The method described in. 7. The method of claim 1, wherein the adsorption separation method is a simulated moving bed countercurrent adsorption separation method. 8. The following: e) a stream containing the desorbent and less selectively adsorbed components was less selectively adsorbed with a second stream containing the desorbent. F) separating said second stream containing said desorbent and para-xylene into a third stream containing said desorbent and a stream containing para-xylene The method of claim 1, further comprising the step of: 9. The following: g) combining a second stream containing the desorbent with a third stream containing the desorbent; and h) combining at least a portion of the combined desorbent stream described above.
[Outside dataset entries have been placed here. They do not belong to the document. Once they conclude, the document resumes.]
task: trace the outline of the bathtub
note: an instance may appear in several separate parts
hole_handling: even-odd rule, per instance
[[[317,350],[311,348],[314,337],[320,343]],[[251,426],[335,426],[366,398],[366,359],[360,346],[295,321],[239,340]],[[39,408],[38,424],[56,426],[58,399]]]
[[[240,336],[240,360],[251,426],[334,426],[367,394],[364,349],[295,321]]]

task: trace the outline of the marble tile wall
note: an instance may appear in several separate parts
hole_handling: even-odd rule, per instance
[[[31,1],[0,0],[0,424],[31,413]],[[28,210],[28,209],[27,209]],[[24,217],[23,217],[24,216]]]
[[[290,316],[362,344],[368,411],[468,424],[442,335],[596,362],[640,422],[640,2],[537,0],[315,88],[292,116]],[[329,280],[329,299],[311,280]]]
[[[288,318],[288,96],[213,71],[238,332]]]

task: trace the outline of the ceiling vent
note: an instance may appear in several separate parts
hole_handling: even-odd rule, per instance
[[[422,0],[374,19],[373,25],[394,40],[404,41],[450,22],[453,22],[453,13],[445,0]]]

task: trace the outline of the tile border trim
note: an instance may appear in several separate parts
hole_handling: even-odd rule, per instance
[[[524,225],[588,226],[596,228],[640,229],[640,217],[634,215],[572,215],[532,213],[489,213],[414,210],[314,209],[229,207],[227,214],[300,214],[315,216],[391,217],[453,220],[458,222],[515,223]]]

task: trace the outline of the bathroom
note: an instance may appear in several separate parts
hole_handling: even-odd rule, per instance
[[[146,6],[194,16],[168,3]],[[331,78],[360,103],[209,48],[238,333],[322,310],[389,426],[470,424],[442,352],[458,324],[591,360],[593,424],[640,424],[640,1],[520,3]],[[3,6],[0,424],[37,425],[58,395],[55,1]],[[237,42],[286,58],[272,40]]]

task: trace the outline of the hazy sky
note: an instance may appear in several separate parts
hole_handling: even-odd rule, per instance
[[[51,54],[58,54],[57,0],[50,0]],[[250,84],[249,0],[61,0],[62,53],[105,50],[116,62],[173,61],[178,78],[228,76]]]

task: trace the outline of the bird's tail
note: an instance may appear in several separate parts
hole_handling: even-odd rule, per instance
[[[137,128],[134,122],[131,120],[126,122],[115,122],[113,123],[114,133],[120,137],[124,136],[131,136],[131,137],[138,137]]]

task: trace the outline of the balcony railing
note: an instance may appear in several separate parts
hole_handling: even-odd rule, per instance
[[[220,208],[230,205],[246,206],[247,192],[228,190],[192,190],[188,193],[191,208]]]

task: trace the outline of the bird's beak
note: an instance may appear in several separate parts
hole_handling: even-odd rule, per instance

From step g) to step b
9. The method of claim 8, further comprising the step of) recirculating to at least a portion of the source of the desorbent material. 10. The method of claim 1, wherein the desorbent material comprises methyl tertiary butyl ether, and wherein water is maintained at less than 2% by weight based on the weight of the sorbent. 11. The method of claim 1, wherein the desorbent material comprises methyl tertiary butyl ether, and wherein water is maintained at less than 1% by weight based on the weight of the adsorbent.